Even as broad markets surge higher, there are certain stocks or investment themes that have been laggards. One MLP has declined by 18% year to date but is attractive for the next 12 to 24 months.

Dynagas LNG Partners LP (DLNG, Financial) is an MLP that is focused on owning and operating high specification LNG carriers that are on multiyear contracts with major energy companies globally.

As of the second quarter, Dynagas had a fleet of six LNG carriers with an average fleet age of 7.1 years. Further, five of the six LNG carriers have ice class specification.

Dynagas provides cash distribution of $1.69 per unit, and that translates into a distribution yield of 12.9%. This healthy distribution is sustainable, and the article will elaborate on the reasons for the same.

Credit metrics to remain strong

When discussing the sustainability of high cash dividends, it is important to discuss the MLP's credit health. The following points suggest Dynagas LNG Partners is likely to have decent credit metrics in the foreseeable future:

  1. As of June 30, the MLP reported net debt to LTM EBITDA of 5.3. This might seem like high leverage, but with EBITDA interest coverage of 2.2 based on annualized numbers, I expect smooth debt servicing.
  2. Dynagas has an extended debt maturity profile with major debt maturity of $250 million coming in 2023 followed by debt maturity of $451 million in 2023. With no immediate debt refinancing pressure, the MLP is well positioned.
  3. As of June 30, Dynagas reported gross debt of $730 million and net book value of vessels of $993 million. With loan to value of 74%, the MLP has buffer for leveraging.
  4. As of June 30, Dynagas had remaining order backlog of $1.49 billion with average term of 10.2 years. With 84% contracted fleet for fiscal 2017 and 75% contracted fleet for fiscal 2018 and fiscal 2019, the MLP is well positioned for clear cash visibility for cash distribution and debt servicing.
  5. The average day hire per LNG carrier declined to $66,900 in the second quarter from $81,300 in second-quarter 2016. LNG trade is likely to increase by 50% from current levels by 2021, and this implies sustained demand for LNG carriers. As hire rates trend up in the next 12 to 24 months, I expect credit metrics to improve and provide Dynagas with higher cash distribution flexibility.

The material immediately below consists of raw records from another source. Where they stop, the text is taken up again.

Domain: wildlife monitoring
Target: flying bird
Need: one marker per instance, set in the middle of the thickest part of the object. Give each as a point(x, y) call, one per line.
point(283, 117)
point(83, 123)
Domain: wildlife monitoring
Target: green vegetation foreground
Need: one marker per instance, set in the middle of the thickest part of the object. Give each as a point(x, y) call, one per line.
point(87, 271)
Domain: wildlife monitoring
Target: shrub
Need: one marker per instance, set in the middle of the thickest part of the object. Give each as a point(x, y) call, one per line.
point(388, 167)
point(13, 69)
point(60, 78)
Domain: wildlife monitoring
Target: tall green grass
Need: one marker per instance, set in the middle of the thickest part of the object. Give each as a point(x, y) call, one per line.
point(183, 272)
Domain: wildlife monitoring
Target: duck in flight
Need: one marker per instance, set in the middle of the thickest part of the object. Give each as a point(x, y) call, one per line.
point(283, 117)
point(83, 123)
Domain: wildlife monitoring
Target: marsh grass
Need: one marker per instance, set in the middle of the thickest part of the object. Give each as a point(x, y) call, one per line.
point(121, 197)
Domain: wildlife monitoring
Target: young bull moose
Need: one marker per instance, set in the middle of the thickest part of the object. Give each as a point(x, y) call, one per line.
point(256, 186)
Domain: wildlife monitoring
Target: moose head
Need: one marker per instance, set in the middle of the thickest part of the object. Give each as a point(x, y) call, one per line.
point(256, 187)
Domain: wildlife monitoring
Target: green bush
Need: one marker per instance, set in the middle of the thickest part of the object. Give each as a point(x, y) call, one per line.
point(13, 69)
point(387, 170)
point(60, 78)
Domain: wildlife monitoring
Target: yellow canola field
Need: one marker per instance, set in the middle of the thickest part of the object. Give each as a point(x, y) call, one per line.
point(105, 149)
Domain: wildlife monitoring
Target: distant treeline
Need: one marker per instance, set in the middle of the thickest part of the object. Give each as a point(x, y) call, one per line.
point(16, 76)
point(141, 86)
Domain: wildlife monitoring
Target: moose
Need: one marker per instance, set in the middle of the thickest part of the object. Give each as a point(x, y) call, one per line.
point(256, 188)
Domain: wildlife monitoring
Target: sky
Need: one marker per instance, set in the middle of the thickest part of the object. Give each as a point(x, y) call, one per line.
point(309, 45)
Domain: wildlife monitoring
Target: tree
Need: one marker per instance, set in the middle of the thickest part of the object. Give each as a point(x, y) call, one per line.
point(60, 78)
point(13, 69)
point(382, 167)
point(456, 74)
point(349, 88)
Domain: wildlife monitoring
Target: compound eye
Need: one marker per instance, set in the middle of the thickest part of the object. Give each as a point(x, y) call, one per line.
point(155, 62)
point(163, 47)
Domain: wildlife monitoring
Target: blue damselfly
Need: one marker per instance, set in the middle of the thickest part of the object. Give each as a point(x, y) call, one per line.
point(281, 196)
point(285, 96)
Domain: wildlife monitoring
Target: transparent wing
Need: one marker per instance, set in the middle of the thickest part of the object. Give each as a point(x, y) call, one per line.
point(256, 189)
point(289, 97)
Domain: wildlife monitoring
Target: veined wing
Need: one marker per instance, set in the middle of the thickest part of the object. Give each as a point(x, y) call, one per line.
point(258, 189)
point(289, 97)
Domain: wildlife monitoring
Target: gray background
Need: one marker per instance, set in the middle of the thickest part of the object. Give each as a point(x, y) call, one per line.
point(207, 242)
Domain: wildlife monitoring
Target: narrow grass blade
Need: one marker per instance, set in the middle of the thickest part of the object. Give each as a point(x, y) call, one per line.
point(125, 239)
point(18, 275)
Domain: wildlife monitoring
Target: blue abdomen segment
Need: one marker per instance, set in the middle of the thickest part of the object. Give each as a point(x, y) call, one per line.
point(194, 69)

Growth visibility from dropdowns

Dynagas has clear revenue visibility for the next few years, and it comes from strong counterparties. While declining day rates is a near-term concern, I don’t see that as a sustained worry for Dynagas or any other LNG player in the industry.

From a growth perspective, Dynagas is well positioned with dropdown opportunities from the sponsor company. As the chart below shows, Dynagas Holding has carriers with long-term contracts and the total contract backlog for the sponsor company is $8.1 billion.

474755491.jpg

With Dynagas having purchase option for five LNG carriers and with two of the five carriers already employed on five-year contracts, I expect dropdowns in the next 12 to 24 months and that will improve the backlog and cash flow visibility.

Importantly, if hire rates start trending higher, I expect growth in cash distribution on dropdowns. This can additionally trigger unit price upside.

Favorable industry dynamics

Company-specific factors are positive for Dynagas, and industry tailwinds also support the bullish thesis.

Just to put things into perspective, LNG exports have increased from 242mt in 2011 to 264mt in 2016. According to the company’s latest presentation, LNG exports are likely to be 407mt by 2021. This implies an increase of 51% from current levels and if this holds true, the demand for LNG carriers is likely to be robust.

From a demand perspective, a majority of the volume is likely to flow into Europe and the Asia Pacific region that includes high-growth countries such as China and India. While China’s GDP growth might stabilize around 7%, India has the potential to touch double-digit GDP growth in the coming years, and this will ensure strong demand coupled with long distance LNG trade.

The U.S. is likely to remain a key exporter in the coming years, and this factor will trigger strong demand for LNG carriers. While Mexico is the key export destination for U.S. LNG, China and India also find a place among top importers from the U.S., and it’s likely to increase in the next three to five years.

Conclusion

There is no doubt that the LNG carriers face near-term headwinds, and that’s reflected in decline in hire rates for Dynagas' fleet. This has translated into lower EBITDA and unit price decline.

Long-term industry dynamics are robust and near-term correction in the MLP unit can be used for gradual accumulation and long-term exposure. In the next 12 to 24 months, I expect the unit price to trend higher along with potential increase in cash distribution.

Disclosure: No positions in the stocks discussed.